Postchemoradiation percentage decrease in standardized uptake value (SUV) of positron emission tomography (PET) from baseline correlates with overall survival (OS) and pathologic response. Analyses of dichotomized data are commonly reported. The authors analyzed percentage SUV decrease as both dichotomized and continuous variables.

METHODS:

The authors assessed 151 consecutive patients with gastroesophageal adenocarcinoma who had chemoradiation and surgery. Baseline and postchemoradiation PET/computed tomography imaging was performed. The log-rank test and Cox proportional hazards models were used to associate percentage SUV changes and OS, and logistic regression models were used to detect the association between percentage SUV changes and pathologic response.

RESULTS:

A >52% SUV decrease (dichotomized analysis) was associated with a longer OS (log-rank test, P = .023). The univariate Cox proportional hazards model indicated that greater percentage SUV decrease (as a continuous variable) was associated with a lower risk of death (hazard ratio [HR], 0.99; P = .01). Pathologic response (≤50% residual cancer) was associated with longer OS (P = .003). Patients with chemoradiation resistance (>50% residual cancer) tended to have a higher risk of death than those with chemoradiation sensitivity (0-50% residual cancer; HR, 2.12; P = .099). In the multivariate model, the percentage SUV decrease (as a continuous variable) was the only prognosticator of OS (P = .01).

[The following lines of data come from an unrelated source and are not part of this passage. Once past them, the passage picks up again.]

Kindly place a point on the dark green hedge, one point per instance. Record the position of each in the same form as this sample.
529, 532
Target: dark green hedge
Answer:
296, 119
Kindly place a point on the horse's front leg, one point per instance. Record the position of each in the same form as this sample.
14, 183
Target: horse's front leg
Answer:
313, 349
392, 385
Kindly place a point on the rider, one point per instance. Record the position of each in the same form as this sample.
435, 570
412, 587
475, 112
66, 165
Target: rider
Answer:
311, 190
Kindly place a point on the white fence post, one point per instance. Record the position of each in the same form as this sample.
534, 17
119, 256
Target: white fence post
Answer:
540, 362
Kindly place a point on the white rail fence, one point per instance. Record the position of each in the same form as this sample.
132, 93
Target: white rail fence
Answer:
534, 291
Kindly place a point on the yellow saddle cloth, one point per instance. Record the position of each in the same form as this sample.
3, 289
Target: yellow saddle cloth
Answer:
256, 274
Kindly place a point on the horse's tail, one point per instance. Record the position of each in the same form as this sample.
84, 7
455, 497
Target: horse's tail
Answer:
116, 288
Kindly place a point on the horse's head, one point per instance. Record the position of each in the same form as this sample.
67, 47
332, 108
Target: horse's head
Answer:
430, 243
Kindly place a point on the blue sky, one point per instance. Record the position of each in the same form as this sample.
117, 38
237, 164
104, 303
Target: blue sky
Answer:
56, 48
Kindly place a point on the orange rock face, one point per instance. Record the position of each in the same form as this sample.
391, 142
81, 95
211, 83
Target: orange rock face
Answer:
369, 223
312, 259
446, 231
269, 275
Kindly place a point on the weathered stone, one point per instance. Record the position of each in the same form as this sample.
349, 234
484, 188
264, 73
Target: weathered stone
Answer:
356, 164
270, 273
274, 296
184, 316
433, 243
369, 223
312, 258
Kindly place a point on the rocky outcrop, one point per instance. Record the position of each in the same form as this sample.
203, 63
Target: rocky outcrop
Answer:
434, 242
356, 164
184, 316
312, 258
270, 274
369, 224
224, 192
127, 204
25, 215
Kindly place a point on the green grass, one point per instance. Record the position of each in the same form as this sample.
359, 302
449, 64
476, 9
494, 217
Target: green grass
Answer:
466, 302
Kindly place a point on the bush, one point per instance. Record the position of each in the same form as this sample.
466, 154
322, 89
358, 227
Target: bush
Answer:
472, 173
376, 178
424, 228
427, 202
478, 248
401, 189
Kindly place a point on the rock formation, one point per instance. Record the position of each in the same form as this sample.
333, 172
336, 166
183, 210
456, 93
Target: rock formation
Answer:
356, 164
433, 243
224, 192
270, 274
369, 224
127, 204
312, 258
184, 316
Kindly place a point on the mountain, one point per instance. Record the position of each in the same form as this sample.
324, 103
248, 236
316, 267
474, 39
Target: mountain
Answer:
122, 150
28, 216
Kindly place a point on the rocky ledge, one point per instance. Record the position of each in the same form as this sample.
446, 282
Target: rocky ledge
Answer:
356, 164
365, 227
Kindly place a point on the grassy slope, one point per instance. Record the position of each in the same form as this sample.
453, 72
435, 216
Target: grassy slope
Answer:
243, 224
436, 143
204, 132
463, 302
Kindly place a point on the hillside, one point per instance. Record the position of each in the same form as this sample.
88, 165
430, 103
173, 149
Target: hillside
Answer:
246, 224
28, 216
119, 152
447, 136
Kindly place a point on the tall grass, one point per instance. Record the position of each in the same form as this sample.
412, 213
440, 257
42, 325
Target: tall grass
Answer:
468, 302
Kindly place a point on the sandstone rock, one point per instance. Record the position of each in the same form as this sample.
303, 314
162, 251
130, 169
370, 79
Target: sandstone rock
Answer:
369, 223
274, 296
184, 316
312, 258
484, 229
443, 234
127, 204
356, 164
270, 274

The percentage SUV decrease was nonsignificantly associated with pathologic complete response (univariate odds ratio [OR], 1.01; P = .06 and multivariate OR, 1.03; P = .07).

CONCLUSIONS:

The greater the decline in SUV after chemoradiation, the longer is the OS of gastroesophageal adenocarcinoma patients. The percentage SUV decrease as a continuous variable is a better prognosticator of OS than its dichotomized assessments. Cancer 2009. © 2009 American Cancer Society.

Carcinoma of the esophagus is a significant global health problem, with >600,000 new patients expected each year.1 In the West, the incidence of esophageal adenocarcinoma has been increasing on a consistent basis for more than 30 years2 (www.cancer.org, accessed July 7, 2008). Patients are often diagnosed in an advanced stage, and the mortality continues to climb.2, 3 The most common stages for patients with localized esophageal adenocarcinoma are II and III. Patients with localized esophageal cancer (>T1b) are often treated with preoperative chemoradiation in Western universities and cancer centers, although the published results from randomized trials have been equivocal.4-7 One of the major frustrations with the trimodality therapy of esophageal cancer is related to considerable toxicities and complications,8, 9 and therapy can have serious lifestyle-altering consequences.

The other confounding factor is the unpredictable patient outcomes even in patients with the same clinical stage when they are treated similarly. The differing clinical outcome with the same therapy is because of the inherent genetic makeup of individual esophageal cancers (like other cancers) dictated by genetic and epigenetic alternations.10-12 A patient's own genetic makeup most likely contributes to the response and tolerance to therapy.13, 14 To optimize therapy for patients with gastroesophageal cancer, tools are needed to individualize therapy. Currently, clinical parameters do not predict outcome before the start of therapy.15-18 However, the initial results and subsequent changes in positron emission tomography (PET) show promise.19-25

Many investigators have demonstrated that decrease in metabolic activity as measured by the standardized uptake value (SUV) on PET/computed tomography (CT) as a result of therapy is of prognostic value.25-28 In addition, PET/CT images obtained during therapy have been studied in a limited number of patients and seem to provide useful information regarding the response to therapy and prognosis of patients.21, 29 However, the PET/CT data in gastroesophageal adenocarcinoma have not been validated and need further investigation.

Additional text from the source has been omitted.